The Opaqueness of IBOR
If you're a regular reader of Buy-Side Technology, there's no doubt that you've read a lot about asset management firms either implementing ─ or venders unveiling ─ a fancy, new investment book of record (IBOR) platform.
For the April issue of Waters, my colleague Jake Thomases wrote a deep dive on BMO Global Asset Management's near-three-year implementation of an IBOR. In January 2011, BMO began the brainstorming period that would eventually lead to the decision to build an IBOR. This was in response to the tangled web that resulted after BMO bought M&I Bank and needed to merge it with BMO Harris Bank, BMO's US affiliate, and the Toronto-based mothership.

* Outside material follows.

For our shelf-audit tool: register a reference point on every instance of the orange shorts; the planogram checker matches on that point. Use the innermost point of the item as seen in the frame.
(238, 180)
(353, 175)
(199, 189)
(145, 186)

In January 2012, SimCorp joined the project to help the now-$128-billion asset manager build the IBOR and bring together the data platforms of the three institutions' investment management arms. SimCorp's involvement in the project lasted until August 2013, and even now BMO is continuously tinkering with the system.
It's an excellent read and it's about as informative an article as you'll see as to what truly constitutes an IBOR. And as Jake notes, BMO has to be considered an early adopter of an IBOR, even though the term is believed to have started floating around in the late 1990s.
From the story:
The scope of what constitutes an IBOR has been in constant evolution for decades. Barclays Global Investors (BGI) has taken credit for inventing the term around 1999. The transition from user-developed tools to an enterprise IBOR barely got off the ground in the ensuing years, either because of a lack of need or a lack of understanding of the value of holistic, intraday position day. By beginning its adoption process in January of 2011, BMO could fairly be called an early adopter, deserving of both the acclaim and the scrutiny that accompanies such a title.
A Land of Confusion
I recently had a contact call me and ask me this: "Why the hell is everyone all of a sudden talking about IBOR? Is this something new, or what?"
The answer's complicated. The technology is both new and old, and because there isn't an exact industry definition around what entails a true IBOR, there's also a lot of confusion. Mind you, the person who asked me that question has been working on the buy side for about 20 years. If he hadn't heard of the term until recently, then it's clearly not a ubiquitous idea. Another source told me that he was building his own personal IBOR using Lotus 1-2-3 back in the mid-1980s. So the definition is loose.
Here's what I believe about the birth of IBOR and its standing in today's environment: BGI created the modern-day IBOR (though it did not extend to the middle or back office) even though firms have been building smaller IBOR-like systems for years and years. That's my opinion, though it may not be fact.
The reason that the term is now taking off is twofold. First, 2008 showed that firms clearly did not have a true hold of their data, especially not on an intraday basis, much less in real time. As a result, data management platforms came into extreme demand once IT budgets were at least semi-restored.
What's happened though is that if a vendor wants to land a major asset manager, then they need to differentiate their wares in an increasingly competitive marketplace. As a result, vendors on the buy side have been quick to attach their names to IBOR for fear of being left without a chair when the music stops.
This is not to say that there aren't any vendors out there with an IBOR solution. Just read Jake's piece looking at BMO and SimCorp for proof that there are vendors that have a solution that is specifically geared to IBOR. But just like how you constantly hear vendors talking about their "Big Data Solution!" or their "XYZ-as-a-Service Cloud Platform!", you will also increasingly see vendors rolling out their new "IBOR Platform!".
And some of those platforms will be legit. But the problem for asset managers is that they not only need to define what entails an IBOR, but they will also have to be hyper-critical of who might be selling them a repackaged data solution that does not constitute a true IBOR.
BMO's project was unusually complex in that it was merging three disparate institutions after acquisitions. Not every firm is going to face that challenge. But it's also clear that a true IBOR is not a plug-and-play solution, either. There is a good deal of internal work that needs to be done and only then should a third-party be brought in to see you home.
Otherwise, you're probably just putting lipstick on a pig.